For example, given the geographical location of America, I would have thought that a heating of 10m2 would require 1.3 kWh in the north of America
-------------------
I can completely calculate the heating costs, taking into account the design features, but for Russia ... Although, if we find similarities (physics is the same in all countries, but people use different measures of weights and volumes), we can do this for America .


----------



## hiwall (Jun 15, 2012)

Methane is 'natural' gas. It is formed naturally and is naturally released into the air around the world including the oceans. Natural gas is great but can only really be delivered by pipe line. There are no residential natural gas storage tanks that I have ever heard of. Natural gas is now being shipped across the ocean by boat but is is a very poor delivery system. It takes very specialized boats and they lose part of every load during shipment. There are no trucks that deliver natural gas to your home.
Propane is easily shipped, stored, and delivered. Propane can can stored almost indefinitely without going bad. From a prepper stand point, natural gas (if you have access to a pipeline) while cheaper now will not work in a grid down situation. It has to be pumped through those gas lines. While you can have a stock pile of propane in tanks on your property to last you for a very long time. At my last house I had enough propane stored for two years of normal operation. (I am currently looking for tanks to buy for my current house)
Many gas appliances are designed to easily transition from natural to propane or back again.
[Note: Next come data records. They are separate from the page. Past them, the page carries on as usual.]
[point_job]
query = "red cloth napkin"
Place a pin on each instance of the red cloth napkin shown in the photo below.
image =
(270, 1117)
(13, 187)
This often involves changing the jets or orifices in the appliance (but not always).


----------



## AGK67 (Jul 8, 2017)

America sells shale gas through the ocean, which is METHANE, but the cost of its extraction and sale is more expensive than the natural gas METAN, about 5 times!
-------------------------------------------------- -----
Liquefied propane gas is more expensive than any METHANE !!!!
In fact, it is not just propane, but a propane-butane mixture.
The more butane in the mixture, the lower the temperature it withstands in winter, but has a low calorific value ...
-----------------------------------
Gas stoves are actually calculated differently for METAN and PROPANE, as different combustion temperatures. The nozzles of gas stoves are sold in stores so that they can be replaced.


----------



## RedBeard (May 8, 2017)

AGK67 said:


> America sells shale gas through the ocean, which is METHANE, but the cost of its extraction and sale is more expensive than the natural gas METAN, about 5 times!
> -------------------------------------------------- -----
> Liquefied propane gas is more expensive than any METHANE !!!!
> In fact, it is not just propane, but a propane-butane mixture.
> ...


They cut propane with butane during the winter, yes but summer it goes back to propane. You can tell the difference in the flame between the two.


----------



## AGK67 (Jul 8, 2017)

RedBeard said:


> They cut propane with butane during the winter, yes but summer it goes back to propane. You can tell the difference in the flame between the two.


Quite right


----------